Compressing a Buffer Using nvCOMPDx#

In this introduction, we will use the nvCOMPDx library to compress a buffer using the LZ4 algorithm. Throughout this guide, we’ll use the terms device and GPU interchangeably to refer to an NVIDIA GPU.

The provided code snippets are simplified excerpts of the Introduction Example. Refer to the Examples section for further nvCOMPDx samples.

Note

The example presented here is deliberately simple to demonstrate the basic usage of nvCOMPDx and is not optimized for performance. For performance optimization, see the Achieving High Performance page.

Defining a Function Descriptor#

NVIDIA MathDx libraries follow the convention of using a list of operators to create a complete description of the problem to solve. Therefore, the first step is to define a function descriptor by adding together nvCOMPDx operators that capture the properties of the function. The correctness of this description is evaluated at compile time.
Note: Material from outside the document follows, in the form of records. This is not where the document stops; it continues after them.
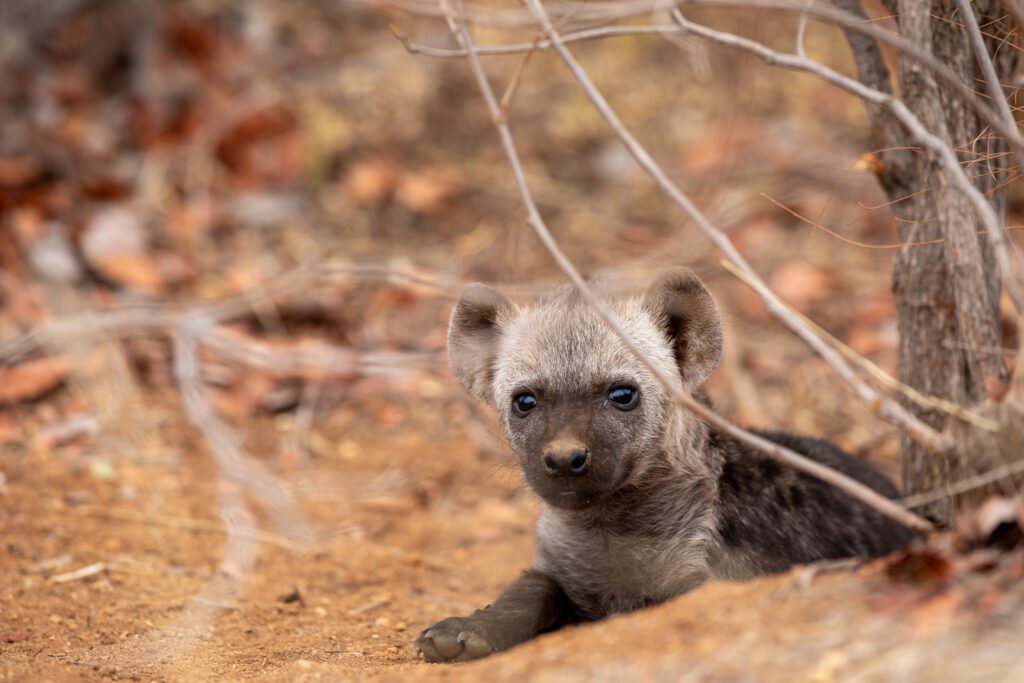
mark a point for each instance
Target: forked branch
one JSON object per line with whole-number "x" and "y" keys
{"x": 856, "y": 489}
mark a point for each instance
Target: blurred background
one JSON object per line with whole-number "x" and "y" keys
{"x": 299, "y": 161}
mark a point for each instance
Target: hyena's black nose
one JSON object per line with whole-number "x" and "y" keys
{"x": 570, "y": 464}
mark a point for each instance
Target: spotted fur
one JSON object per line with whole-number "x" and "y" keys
{"x": 667, "y": 502}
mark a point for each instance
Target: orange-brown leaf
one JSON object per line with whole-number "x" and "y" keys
{"x": 31, "y": 380}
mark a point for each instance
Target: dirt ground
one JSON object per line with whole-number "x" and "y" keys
{"x": 153, "y": 163}
{"x": 413, "y": 532}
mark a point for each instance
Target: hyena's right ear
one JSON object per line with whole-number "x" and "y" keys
{"x": 689, "y": 315}
{"x": 473, "y": 334}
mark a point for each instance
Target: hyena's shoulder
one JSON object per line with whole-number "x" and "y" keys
{"x": 771, "y": 516}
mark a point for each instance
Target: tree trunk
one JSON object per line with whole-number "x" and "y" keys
{"x": 947, "y": 294}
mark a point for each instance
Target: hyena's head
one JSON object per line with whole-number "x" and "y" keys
{"x": 583, "y": 414}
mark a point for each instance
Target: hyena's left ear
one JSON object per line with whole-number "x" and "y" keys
{"x": 473, "y": 334}
{"x": 689, "y": 315}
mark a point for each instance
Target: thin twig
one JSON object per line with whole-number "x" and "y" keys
{"x": 540, "y": 44}
{"x": 964, "y": 485}
{"x": 984, "y": 61}
{"x": 882, "y": 406}
{"x": 942, "y": 153}
{"x": 856, "y": 489}
{"x": 882, "y": 376}
{"x": 614, "y": 10}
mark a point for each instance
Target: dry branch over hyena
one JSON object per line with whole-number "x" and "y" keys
{"x": 232, "y": 437}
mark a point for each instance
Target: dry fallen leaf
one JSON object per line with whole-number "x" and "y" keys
{"x": 998, "y": 522}
{"x": 426, "y": 191}
{"x": 31, "y": 380}
{"x": 371, "y": 181}
{"x": 135, "y": 269}
{"x": 919, "y": 566}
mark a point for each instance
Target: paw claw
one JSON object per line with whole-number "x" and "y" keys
{"x": 454, "y": 640}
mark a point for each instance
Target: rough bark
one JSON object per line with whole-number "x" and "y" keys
{"x": 947, "y": 294}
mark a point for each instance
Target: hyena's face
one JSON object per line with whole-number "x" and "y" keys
{"x": 583, "y": 414}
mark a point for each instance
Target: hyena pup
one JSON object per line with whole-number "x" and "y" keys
{"x": 641, "y": 501}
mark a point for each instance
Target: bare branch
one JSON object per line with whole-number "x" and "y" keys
{"x": 882, "y": 406}
{"x": 964, "y": 485}
{"x": 856, "y": 489}
{"x": 942, "y": 153}
{"x": 880, "y": 375}
{"x": 614, "y": 10}
{"x": 518, "y": 48}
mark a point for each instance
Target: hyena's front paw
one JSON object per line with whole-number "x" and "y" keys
{"x": 456, "y": 639}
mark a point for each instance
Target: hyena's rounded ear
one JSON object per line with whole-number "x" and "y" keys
{"x": 473, "y": 334}
{"x": 688, "y": 314}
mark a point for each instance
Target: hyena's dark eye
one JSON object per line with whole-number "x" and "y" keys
{"x": 523, "y": 403}
{"x": 625, "y": 398}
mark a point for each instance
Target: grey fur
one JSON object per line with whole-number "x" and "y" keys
{"x": 666, "y": 503}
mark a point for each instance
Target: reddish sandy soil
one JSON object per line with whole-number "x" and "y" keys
{"x": 413, "y": 532}
{"x": 245, "y": 138}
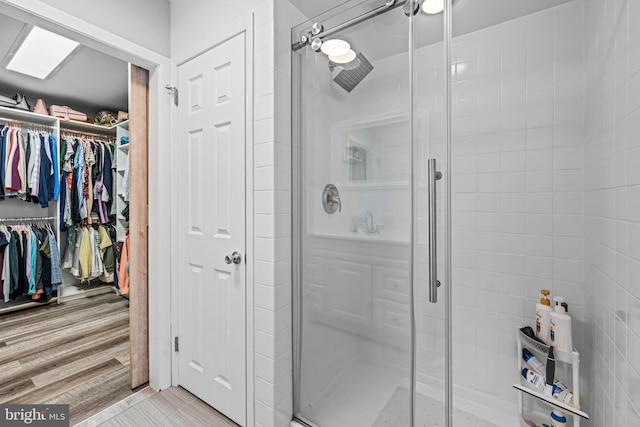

A well-defined nvCOMPDx routine description must include the following components:

Algorithm “direction”, i.e., whether we are compressing or decompressing.
A selected compression or decompression algorithm.
The natural data type of the uncompressed data.
For compression: Maximum uncompressed chunk size.

To get a descriptor for an LZ4 compression routine operating on 8-bit data with a maximum uncompressed chunk size of 64KiB, we write the following lines:

#include <nvcompdx.hpp>

using namespace nvcompdx;

using COMP = decltype(Algorithm<algorithm::lz4>() +
                      DataType<datatype::uint8>() +
                      Direction<direction::compress>() +
                      MaxUncompChunkSize<65536>());

In order to encode the operation properties, nvCOMPDx provides operators Algorithm, DataType, Direction, and MaxUncompChunkSize, which can be combined using ordinary addition (+).

To obtain a fully usable operation that executes the function in CUDA kernels, at least two additional pieces of information are needed:

The first is the SM operator which indicates the targeted CUDA architecture on which we want to run the function. In this example, we are targeting A100 GPUs (SM<800>()).
Second, either the Warp or the Block operator to indicate that the routine will be performed at the cooperative level of a CUDA warp or an entire thread block, respectively. In the latter case, the block shape must be further configured through the BlockDim or BlockWarp operator.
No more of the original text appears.